Regardless of jurisdiction, I think that your instincts are good- the lease is for your protection, and you want to be on it.
posted by ambrosia at 10:20 PM on May 3, 2010


This landlord does not sound like a good person to rent from. These are exactly the type of warning bells I wish I had listened to before I rented from my crazy stalker landlord. Run away!
posted by Violet Hour at 3:52 AM on May 4, 2010


Tell him he puts you on as tenants or you don't sign. I would start looking for alternate living arrangements anyway. That is shady.
posted by ishotjr at 6:54 AM on May 4, 2010


Also, this kind of doesn't make sense. There should be one lease that is printed out that should have everyone's names on it that everyone signs. How can he have had only some of you sign the lease so far? That's bad news, don't rent from this guy. I hope your other roommates can break the lease they've already signed.
posted by ishotjr at 6:56 AM on May 4, 2010


If you're really in a bind, demand a new lease with room for all of you. If you can, get another place to stay. This sounds like a huge red flag. But don't sign on for what the landlord is currently proposing; it's a huge mess waiting to happen.
posted by asciident at 8:20 AM on May 4, 2010


Response by poster: Thanks everyone, I'm going ask him about getting a lease with five tenants, but I find this whole situation fishy enough that I'm not sure I'd proceed anyway.
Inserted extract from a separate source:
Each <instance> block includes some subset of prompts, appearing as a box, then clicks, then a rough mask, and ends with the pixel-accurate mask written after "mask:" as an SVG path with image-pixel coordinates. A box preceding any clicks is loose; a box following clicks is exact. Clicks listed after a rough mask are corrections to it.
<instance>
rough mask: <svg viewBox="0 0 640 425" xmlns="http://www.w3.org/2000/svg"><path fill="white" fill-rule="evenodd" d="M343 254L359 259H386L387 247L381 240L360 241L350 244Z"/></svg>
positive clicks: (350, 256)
If I do walk away, I will encourage the other guys to try to break the lease, because I don't know how you advertise on craigslist for illegal tenants who can't sublet.

Internet fraud -- I live in Massachusetts, in case that matters.
posted by dubitoergosum at 8:28 AM on May 4, 2010


I rented as a college student in Worcester, MA, and indeed, only three names were required on a lease, so that's how many of us (five friends in a group) ever *needed* to sign when we rented a big apartment together. But the landlords never had a problem when more than that *wanted* to sign. Now there is a law that prohibits more than three unrelated people living together in Worcester, as others have alluded to above. THat's what it sounds like is happening to you. A simple google search can answer whether this is true where you are.